Generation Time: ~10 seconds

Use Case:

# Quick smoke test
python generate_large_files.py  # Select 0
dv-upload data/ --recurse --verify

Option 1: Small Files (1-10 MB, ~30 MB total)

Purpose: Quick tests, development iteration.

Files Generated:

  • small_data.csv - 50,000 rows → ~10 MB
  • small_logs.json - 10,000 records → ~5 MB
  • small_document.txt - 5 MB
  • small_binary.bin - 3 MB
  • small_server.log - 100,000 lines → ~8 MB

Generation Time: ~30 seconds

Use Cases:

  • Feature development
  • Quick testing cycles
  • CI/CD pipeline tests
  • Basic functionality verification

Option 2: Medium Files (10-100 MB, ~250 MB total)

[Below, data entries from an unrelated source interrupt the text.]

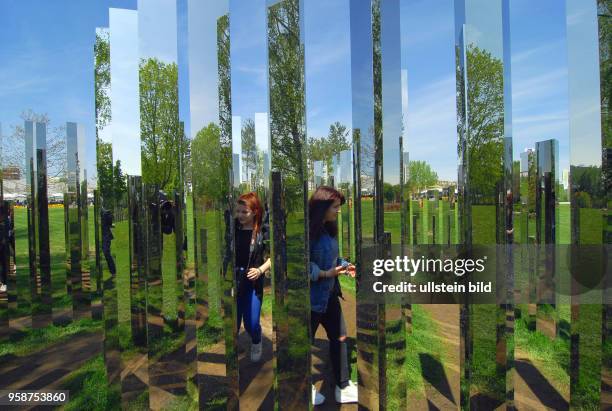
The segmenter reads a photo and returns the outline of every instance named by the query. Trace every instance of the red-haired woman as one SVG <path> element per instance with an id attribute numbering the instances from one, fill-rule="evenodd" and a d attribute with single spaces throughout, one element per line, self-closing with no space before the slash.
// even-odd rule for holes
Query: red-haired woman
<path id="1" fill-rule="evenodd" d="M 264 209 L 256 193 L 246 193 L 238 198 L 236 206 L 236 282 L 238 290 L 238 329 L 244 320 L 244 328 L 251 336 L 251 361 L 261 359 L 261 302 L 263 299 L 263 274 L 270 269 L 266 253 L 268 225 L 264 221 Z"/>
<path id="2" fill-rule="evenodd" d="M 329 357 L 336 380 L 335 397 L 339 403 L 357 402 L 357 386 L 349 379 L 346 325 L 339 297 L 338 276 L 355 277 L 355 266 L 338 256 L 338 212 L 344 204 L 342 193 L 321 186 L 310 197 L 310 328 L 311 337 L 323 325 L 329 339 Z M 325 401 L 313 388 L 313 403 Z"/>

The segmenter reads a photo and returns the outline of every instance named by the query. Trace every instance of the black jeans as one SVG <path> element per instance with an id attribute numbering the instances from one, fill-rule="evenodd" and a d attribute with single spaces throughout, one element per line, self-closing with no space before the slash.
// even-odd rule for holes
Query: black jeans
<path id="1" fill-rule="evenodd" d="M 346 324 L 344 323 L 342 307 L 337 295 L 330 295 L 327 302 L 327 311 L 324 313 L 310 312 L 310 330 L 313 342 L 319 324 L 325 328 L 327 339 L 329 340 L 329 357 L 334 370 L 336 384 L 340 388 L 344 388 L 348 385 L 351 373 L 346 341 L 340 341 L 340 337 L 346 337 Z"/>

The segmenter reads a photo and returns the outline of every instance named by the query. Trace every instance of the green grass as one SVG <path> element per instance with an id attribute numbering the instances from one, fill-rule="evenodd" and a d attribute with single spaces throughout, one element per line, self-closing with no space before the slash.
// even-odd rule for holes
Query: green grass
<path id="1" fill-rule="evenodd" d="M 405 378 L 408 389 L 417 397 L 425 395 L 426 371 L 421 367 L 421 355 L 428 354 L 440 364 L 444 364 L 446 353 L 444 343 L 438 333 L 438 327 L 429 313 L 418 304 L 412 305 L 412 332 L 406 335 L 406 370 Z M 443 375 L 431 375 L 432 381 L 444 378 Z"/>
<path id="2" fill-rule="evenodd" d="M 64 411 L 111 410 L 121 407 L 120 393 L 112 395 L 108 389 L 102 354 L 73 371 L 61 389 L 70 391 L 70 402 L 61 408 Z"/>
<path id="3" fill-rule="evenodd" d="M 0 344 L 0 357 L 8 354 L 26 356 L 51 344 L 68 341 L 81 333 L 100 331 L 101 321 L 82 319 L 66 325 L 49 325 L 44 328 L 28 328 L 13 334 Z"/>

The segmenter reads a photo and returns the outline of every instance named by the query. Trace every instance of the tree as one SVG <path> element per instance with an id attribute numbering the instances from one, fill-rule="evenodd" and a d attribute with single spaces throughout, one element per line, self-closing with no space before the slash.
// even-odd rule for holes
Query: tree
<path id="1" fill-rule="evenodd" d="M 327 167 L 327 174 L 333 173 L 333 157 L 340 152 L 351 148 L 351 143 L 348 139 L 349 131 L 347 127 L 340 122 L 329 126 L 327 138 L 308 139 L 308 158 L 311 161 L 324 161 Z"/>
<path id="2" fill-rule="evenodd" d="M 155 58 L 140 63 L 142 179 L 161 190 L 179 189 L 180 156 L 187 141 L 178 117 L 178 68 Z"/>
<path id="3" fill-rule="evenodd" d="M 467 90 L 462 65 L 457 65 L 458 152 L 467 167 L 472 201 L 495 201 L 504 170 L 504 66 L 473 44 L 467 48 L 466 61 Z"/>
<path id="4" fill-rule="evenodd" d="M 491 53 L 470 46 L 468 64 L 468 175 L 474 195 L 495 197 L 503 178 L 504 66 Z"/>
<path id="5" fill-rule="evenodd" d="M 96 106 L 96 130 L 101 130 L 111 120 L 110 90 L 110 38 L 108 31 L 96 33 L 94 44 L 94 87 Z"/>
<path id="6" fill-rule="evenodd" d="M 255 141 L 255 122 L 253 119 L 249 118 L 244 122 L 241 135 L 244 171 L 246 172 L 247 179 L 252 181 L 252 177 L 257 174 L 257 160 L 259 158 Z"/>
<path id="7" fill-rule="evenodd" d="M 229 186 L 228 173 L 222 171 L 220 138 L 221 128 L 210 123 L 191 143 L 193 193 L 198 198 L 219 199 Z"/>
<path id="8" fill-rule="evenodd" d="M 306 146 L 304 48 L 300 41 L 299 2 L 268 8 L 268 70 L 272 168 L 283 176 L 287 209 L 303 198 Z"/>
<path id="9" fill-rule="evenodd" d="M 408 162 L 408 191 L 419 193 L 421 190 L 433 186 L 438 182 L 438 174 L 432 170 L 425 161 L 416 160 Z"/>
<path id="10" fill-rule="evenodd" d="M 47 127 L 47 176 L 64 179 L 66 176 L 66 126 L 53 127 L 47 114 L 26 110 L 19 116 L 23 122 L 44 123 Z M 25 176 L 25 128 L 23 122 L 12 125 L 10 135 L 2 140 L 3 166 L 17 167 Z M 24 187 L 25 188 L 25 187 Z"/>

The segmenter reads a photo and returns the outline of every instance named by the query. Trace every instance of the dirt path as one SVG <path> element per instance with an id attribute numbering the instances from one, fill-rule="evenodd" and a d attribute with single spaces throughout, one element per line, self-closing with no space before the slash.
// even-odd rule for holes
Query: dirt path
<path id="1" fill-rule="evenodd" d="M 101 332 L 78 334 L 27 356 L 4 356 L 0 361 L 0 389 L 59 389 L 71 372 L 102 352 L 102 339 Z"/>

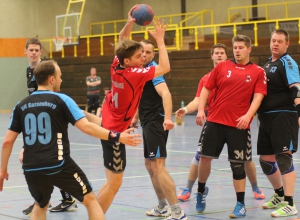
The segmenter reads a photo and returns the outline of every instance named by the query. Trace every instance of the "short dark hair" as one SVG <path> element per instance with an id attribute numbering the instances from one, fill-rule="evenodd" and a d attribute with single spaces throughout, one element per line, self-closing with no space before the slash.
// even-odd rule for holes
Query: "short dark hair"
<path id="1" fill-rule="evenodd" d="M 55 75 L 55 65 L 57 63 L 54 60 L 39 62 L 33 71 L 38 85 L 46 85 L 49 76 Z"/>
<path id="2" fill-rule="evenodd" d="M 151 44 L 153 46 L 153 51 L 154 51 L 155 45 L 151 40 L 141 40 L 140 42 L 144 44 Z"/>
<path id="3" fill-rule="evenodd" d="M 28 41 L 26 41 L 26 44 L 25 44 L 26 49 L 28 49 L 29 44 L 39 45 L 40 49 L 42 49 L 42 44 L 41 44 L 40 40 L 37 38 L 30 38 Z"/>
<path id="4" fill-rule="evenodd" d="M 234 42 L 245 42 L 246 47 L 251 47 L 251 39 L 243 34 L 238 34 L 232 38 L 232 45 Z"/>
<path id="5" fill-rule="evenodd" d="M 221 43 L 215 44 L 215 45 L 211 48 L 211 50 L 210 50 L 211 55 L 214 54 L 215 48 L 223 48 L 223 49 L 225 50 L 225 54 L 227 55 L 227 47 L 226 47 L 225 44 L 221 44 Z"/>
<path id="6" fill-rule="evenodd" d="M 143 46 L 134 40 L 125 39 L 120 41 L 116 48 L 115 54 L 119 59 L 121 65 L 124 65 L 124 59 L 130 58 L 134 55 L 135 51 L 142 49 Z"/>
<path id="7" fill-rule="evenodd" d="M 286 41 L 290 41 L 289 33 L 288 33 L 286 30 L 284 30 L 284 29 L 282 29 L 282 28 L 279 28 L 279 29 L 273 31 L 273 32 L 271 33 L 271 38 L 272 38 L 273 34 L 275 34 L 275 33 L 276 33 L 276 34 L 283 34 L 283 35 L 285 36 L 285 40 L 286 40 Z"/>

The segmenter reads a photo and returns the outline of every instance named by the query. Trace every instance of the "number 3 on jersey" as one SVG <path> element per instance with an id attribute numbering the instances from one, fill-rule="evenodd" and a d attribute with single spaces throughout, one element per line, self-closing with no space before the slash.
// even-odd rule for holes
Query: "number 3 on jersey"
<path id="1" fill-rule="evenodd" d="M 228 70 L 227 78 L 229 78 L 230 76 L 231 76 L 231 70 Z"/>
<path id="2" fill-rule="evenodd" d="M 41 144 L 48 144 L 51 141 L 51 119 L 48 113 L 42 112 L 37 117 L 28 113 L 24 118 L 25 143 L 33 145 L 36 140 Z"/>

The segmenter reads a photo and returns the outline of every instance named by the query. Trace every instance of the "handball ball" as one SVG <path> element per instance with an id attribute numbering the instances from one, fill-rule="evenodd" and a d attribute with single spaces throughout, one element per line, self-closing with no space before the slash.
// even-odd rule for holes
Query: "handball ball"
<path id="1" fill-rule="evenodd" d="M 132 11 L 131 16 L 136 19 L 135 23 L 146 26 L 153 20 L 154 12 L 149 5 L 140 4 Z"/>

Purpose: Standard testing, realistic file sizes.

Files Generated:

  • medium_data.csv - 500,000 rows → ~50 MB
  • medium_logs.json - 100,000 records → ~40 MB
  • medium_document.txt - 50 MB
  • medium_binary.bin - 30 MB
  • medium_server.log - 1,000,000 lines → ~75 MB

Generation Time: ~3-5 minutes

Use Cases:

  • Standard testing
  • Performance benchmarking
  • Chunked upload verification
  • Direct vs traditional upload comparison

Option 3: Large Files (100-500 MB, ~1 GB total)

Purpose: Stress testing, performance evaluation.

Files Generated:

  • large_data.csv - 2,000,000 rows → ~200 MB
  • large_logs.json - 500,000 records → ~180 MB
  • large_document.txt - 200 MB
  • large_binary.bin - 150 MB
  • large_server.log - 5,000,000 lines → ~350 MB

Generation Time: ~10-15 minutes

Use Cases:

  • Stress testing
  • Multipart upload testing
  • Timeout handling
  • Memory management verification
  • S3 direct upload testing

Option 4: Extra Large Files (500+ MB, ~2 GB total)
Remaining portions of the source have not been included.